Córka Eleni, Afrodyta Tzoka, została zamordowana w 1994 roku. Ta wiadomość natychmiast obiegła zarówno Poznań, jak i całą Polskę. Dlaczego dziewczyna zginęła i z jakiego powodu artystka zdecydowała się na przebaczenie?
Więcej podobnych artykułów przeczytasz na stronie głównej Gazeta.pl
Do tragedii doszło 20 stycznia 1994 roku w lesie niedaleko Poznania w województwie wielkopolskim. Tego dnia Eleni dostała telefon z żądaniem okupu za uwolnienie dziewczyny. Niestety szybko się okazało, że był to jedynie blef, który miał odsunąć podejrzenia od sprawcy. Policja natychmiast ustaliła, że za porwaniem córki Eleni stoi 21-letni wówczas były partner Afrodyty Piotr G.
Ich relacja nie należała do najprostszych. Chłopak był chorobliwie zazdrosny o swoją dziewczynę i nie mógł pogodzić się z rozstaniem, do którego doszło w 1993 roku z inicjatywy Afrodyty. 20 stycznia Piotr G. czekał w aucie przed szkołą swojej ukochanej. Po długich namowach dziewczyna zgodziła się z nim porozmawiać i wsiadła do auta, w którym znajdowała się również jego nowa partnerka. Niestety niedługo później okazało się, że była to najgorsza decyzja w jej życiu.
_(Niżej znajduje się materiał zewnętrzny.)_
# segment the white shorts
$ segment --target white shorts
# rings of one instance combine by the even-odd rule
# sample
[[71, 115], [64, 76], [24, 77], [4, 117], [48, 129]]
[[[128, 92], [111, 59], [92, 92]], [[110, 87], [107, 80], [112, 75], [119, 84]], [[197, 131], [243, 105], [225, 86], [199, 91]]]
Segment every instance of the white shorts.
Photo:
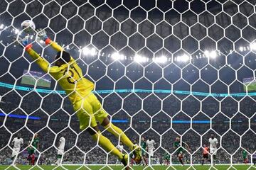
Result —
[[149, 149], [149, 156], [153, 157], [154, 156], [154, 149]]
[[20, 152], [20, 150], [21, 150], [21, 148], [19, 148], [19, 147], [14, 148], [14, 149], [13, 149], [13, 152], [12, 152], [12, 154], [11, 154], [11, 157], [14, 157], [18, 155], [18, 153], [19, 153], [19, 152]]
[[58, 149], [58, 153], [57, 153], [57, 154], [63, 155], [63, 153], [64, 153], [64, 149]]
[[217, 148], [210, 148], [210, 154], [213, 155], [217, 154]]

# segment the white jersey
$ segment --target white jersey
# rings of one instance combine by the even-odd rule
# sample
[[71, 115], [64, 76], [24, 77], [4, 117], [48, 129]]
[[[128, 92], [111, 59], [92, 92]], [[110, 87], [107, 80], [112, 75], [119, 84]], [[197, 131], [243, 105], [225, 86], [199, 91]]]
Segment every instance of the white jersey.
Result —
[[122, 153], [122, 151], [124, 150], [124, 146], [123, 145], [118, 145], [117, 148], [120, 151], [121, 153]]
[[21, 148], [21, 145], [23, 144], [23, 140], [21, 137], [19, 139], [15, 137], [13, 140], [12, 143], [14, 144], [14, 148]]
[[216, 148], [218, 144], [218, 140], [215, 137], [214, 137], [213, 139], [210, 137], [209, 139], [209, 143], [210, 143], [210, 149]]
[[146, 140], [146, 145], [148, 147], [148, 149], [149, 150], [151, 150], [151, 149], [154, 149], [154, 144], [155, 144], [156, 142], [154, 142], [154, 140]]
[[58, 149], [64, 150], [65, 144], [65, 139], [64, 138], [64, 137], [61, 137], [60, 138], [60, 146], [59, 146]]

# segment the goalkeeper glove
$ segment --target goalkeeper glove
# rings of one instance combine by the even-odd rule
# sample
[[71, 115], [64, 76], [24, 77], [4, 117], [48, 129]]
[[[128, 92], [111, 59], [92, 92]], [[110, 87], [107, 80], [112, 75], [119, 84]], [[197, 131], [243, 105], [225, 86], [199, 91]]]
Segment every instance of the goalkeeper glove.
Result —
[[28, 42], [28, 36], [25, 36], [24, 38], [21, 38], [21, 37], [18, 38], [18, 42], [19, 42], [19, 44], [21, 45], [21, 46], [22, 47], [25, 47], [27, 45], [29, 45], [29, 42]]
[[47, 39], [48, 39], [48, 37], [47, 36], [46, 32], [44, 30], [40, 29], [40, 30], [38, 30], [38, 37], [46, 41]]

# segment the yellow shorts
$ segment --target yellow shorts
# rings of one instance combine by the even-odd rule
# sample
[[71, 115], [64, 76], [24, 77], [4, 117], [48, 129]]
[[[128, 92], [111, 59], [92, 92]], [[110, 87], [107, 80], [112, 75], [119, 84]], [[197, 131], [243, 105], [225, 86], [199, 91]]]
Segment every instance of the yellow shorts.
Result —
[[84, 130], [89, 125], [92, 128], [95, 127], [97, 125], [97, 121], [102, 123], [108, 115], [93, 94], [75, 103], [73, 107], [79, 119], [80, 130]]

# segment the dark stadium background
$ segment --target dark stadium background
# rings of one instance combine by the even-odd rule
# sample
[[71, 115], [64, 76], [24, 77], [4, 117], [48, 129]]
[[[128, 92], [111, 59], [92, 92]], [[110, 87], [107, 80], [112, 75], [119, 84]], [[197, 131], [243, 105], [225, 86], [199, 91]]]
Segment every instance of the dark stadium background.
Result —
[[[0, 30], [0, 82], [24, 86], [21, 84], [21, 76], [32, 60], [18, 45], [13, 43], [16, 35], [14, 29], [19, 28], [21, 23], [31, 17], [38, 28], [46, 28], [50, 38], [65, 45], [75, 59], [79, 58], [77, 62], [85, 77], [95, 82], [97, 91], [161, 89], [240, 94], [244, 93], [242, 79], [255, 76], [255, 51], [250, 49], [256, 36], [255, 6], [251, 5], [255, 4], [254, 0], [235, 1], [237, 4], [195, 0], [187, 11], [188, 3], [186, 1], [171, 3], [161, 0], [157, 3], [159, 8], [148, 13], [148, 19], [143, 8], [153, 8], [155, 2], [152, 0], [142, 0], [141, 7], [137, 6], [138, 1], [124, 0], [124, 5], [117, 7], [121, 1], [107, 0], [100, 8], [97, 6], [104, 1], [41, 1], [45, 4], [43, 6], [38, 1], [17, 0], [10, 3], [7, 10], [7, 3], [1, 2], [0, 25], [7, 28]], [[207, 10], [203, 1], [208, 2]], [[26, 8], [24, 2], [28, 4]], [[78, 10], [75, 5], [80, 6]], [[35, 36], [31, 40], [34, 39]], [[81, 49], [87, 45], [90, 49], [100, 50], [101, 55], [85, 55]], [[39, 53], [45, 47], [36, 42], [33, 46]], [[203, 55], [206, 50], [217, 50], [216, 58]], [[126, 59], [113, 61], [111, 55], [116, 51]], [[134, 62], [135, 54], [149, 58], [149, 62]], [[191, 62], [178, 61], [183, 54], [191, 56]], [[54, 55], [55, 51], [49, 47], [43, 51], [43, 56], [50, 62]], [[166, 62], [152, 62], [154, 57], [162, 55], [168, 57]], [[31, 66], [31, 70], [40, 70], [35, 63]], [[50, 89], [61, 90], [55, 86], [53, 81]], [[28, 142], [32, 132], [41, 130], [39, 150], [43, 152], [44, 162], [54, 159], [56, 149], [52, 146], [64, 132], [69, 135], [66, 150], [70, 149], [64, 156], [65, 162], [82, 163], [84, 157], [81, 156], [87, 153], [86, 163], [105, 163], [105, 157], [97, 157], [100, 153], [106, 155], [100, 149], [96, 147], [90, 151], [95, 144], [85, 132], [80, 133], [75, 114], [65, 96], [4, 87], [0, 87], [0, 95], [2, 113], [40, 118], [0, 117], [0, 162], [4, 162], [11, 153], [9, 144], [16, 133], [21, 132]], [[146, 139], [151, 137], [156, 142], [156, 155], [160, 158], [164, 149], [174, 153], [171, 144], [176, 136], [182, 135], [183, 141], [194, 152], [192, 162], [198, 163], [200, 147], [208, 143], [211, 132], [216, 134], [221, 144], [218, 159], [220, 163], [230, 163], [233, 154], [233, 162], [241, 162], [241, 147], [250, 154], [255, 152], [255, 145], [252, 144], [256, 140], [255, 96], [115, 92], [98, 96], [112, 120], [124, 120], [117, 125], [127, 130], [129, 137], [139, 142], [139, 135], [142, 134]], [[211, 120], [211, 124], [195, 120]], [[180, 123], [176, 123], [178, 121]], [[104, 134], [117, 144], [114, 137]], [[95, 149], [99, 151], [97, 154]], [[175, 153], [174, 155], [174, 161]], [[188, 158], [189, 154], [186, 157]], [[114, 158], [110, 158], [109, 162], [114, 162]]]

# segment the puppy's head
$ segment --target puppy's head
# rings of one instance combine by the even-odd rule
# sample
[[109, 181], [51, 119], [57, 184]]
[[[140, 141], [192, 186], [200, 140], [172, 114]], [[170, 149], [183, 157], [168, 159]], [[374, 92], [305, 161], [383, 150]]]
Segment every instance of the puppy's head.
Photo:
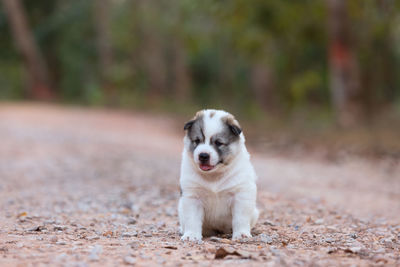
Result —
[[202, 173], [229, 165], [244, 141], [239, 123], [222, 110], [199, 111], [184, 129], [186, 150]]

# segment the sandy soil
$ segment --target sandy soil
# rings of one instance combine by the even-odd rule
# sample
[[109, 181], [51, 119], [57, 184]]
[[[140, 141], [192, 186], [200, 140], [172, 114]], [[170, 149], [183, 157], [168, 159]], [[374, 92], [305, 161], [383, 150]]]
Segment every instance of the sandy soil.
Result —
[[400, 265], [397, 162], [253, 153], [253, 238], [181, 242], [181, 123], [0, 104], [0, 265]]

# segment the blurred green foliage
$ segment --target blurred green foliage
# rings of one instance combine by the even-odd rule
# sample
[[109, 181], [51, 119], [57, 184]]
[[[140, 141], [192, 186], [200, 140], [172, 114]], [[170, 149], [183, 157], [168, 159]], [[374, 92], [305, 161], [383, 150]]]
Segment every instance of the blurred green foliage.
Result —
[[[217, 106], [249, 115], [330, 108], [326, 1], [110, 0], [108, 85], [99, 67], [96, 1], [23, 1], [61, 101]], [[349, 0], [348, 8], [367, 103], [399, 106], [399, 4]], [[0, 58], [0, 98], [27, 97], [1, 6]], [[254, 78], [260, 66], [261, 76], [268, 74], [261, 82]]]

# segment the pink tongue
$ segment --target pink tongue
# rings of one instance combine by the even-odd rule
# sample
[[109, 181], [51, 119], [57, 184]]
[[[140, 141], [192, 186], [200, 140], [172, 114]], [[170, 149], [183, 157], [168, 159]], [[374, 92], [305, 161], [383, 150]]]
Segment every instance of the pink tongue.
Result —
[[212, 168], [214, 168], [214, 167], [210, 166], [210, 165], [200, 164], [200, 169], [202, 169], [203, 171], [209, 171]]

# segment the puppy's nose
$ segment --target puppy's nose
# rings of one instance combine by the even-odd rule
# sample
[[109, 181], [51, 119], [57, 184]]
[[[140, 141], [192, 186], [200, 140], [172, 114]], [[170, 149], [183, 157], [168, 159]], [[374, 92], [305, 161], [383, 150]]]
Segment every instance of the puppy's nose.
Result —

Po krótkiej wyciecze, mężczyzna kazał Afrodycie wysiąść z auta pod pretekstem rozmowy, a swojej partnerce w nim zostać. Wyjął pistolet i zastrzelił bezbronną dziewczynę, celując w głowę oraz serce. Dzień po tragedii policja doprowadziła podejrzanego na komisariat, który początkowo wszystkiego się wyparł, jednak już 22 stycznia przyznał, że zabił Afrodytę. Jej ciało zostało odnalezione zaledwie kilka godzin później, a świat Eleni legł w gruzach.
Wszystko wskazywało na to, iż zbrodnia była starannie zaplanowana, przez co półtora roku po śmierci Afrodyty sąd skazał Piotra G. na karę 25 lat pozbawienia wolności. Gdy odczytano wyrok, wszyscy płakali. Jednak później artystka miała zadzwonić do matki skazanego i powiedzieć "straciliśmy dzieci". Piosenkarka po latach skontaktowała się również ze sprawcą, aby go wysłuchać. Eleni nie tylko uwierzyła w jego słowa, ale również mu przebaczyła. Dlaczego postąpiła w ten sposób? Twierdzi, iż miłość do drugiego człowieka i wiara pozwoliła jej na ten czyn. A gdyby tego nie zrobiła, to negatywne emocje przejęłyby kontrolę nad jej życiem i twórczością.
Moi rodzice zawsze byli dla mnie przykładem. W ich życiu dominowała miłość do człowieka. Kiedy doszło do tragedii, nie miałam innego przykładu. Analizowałam, dlaczego doszło do takiego dramatu, szukałam przyczyn. Uważam, że najpierw trzeba rozpocząć od siebie. Od tego, gdzie my, dorośli, popełniliśmy błąd, co przeoczyliśmy, co przegapiliśmy?
- wyjaśniła w rozmowie z redakcją "Głosu" przytaczanym przez Agnieszkę Smogulecką w artykule na łamach poznan.naszemiasto.pl.
Aktualnie Piotr G. przebywa na wolności, za sprawą warunkowego przedterminowego zwolnienia. Prawdopodobnie funkcjonuje pod zmienionym nazwiskiem i mieszka w Berlinie.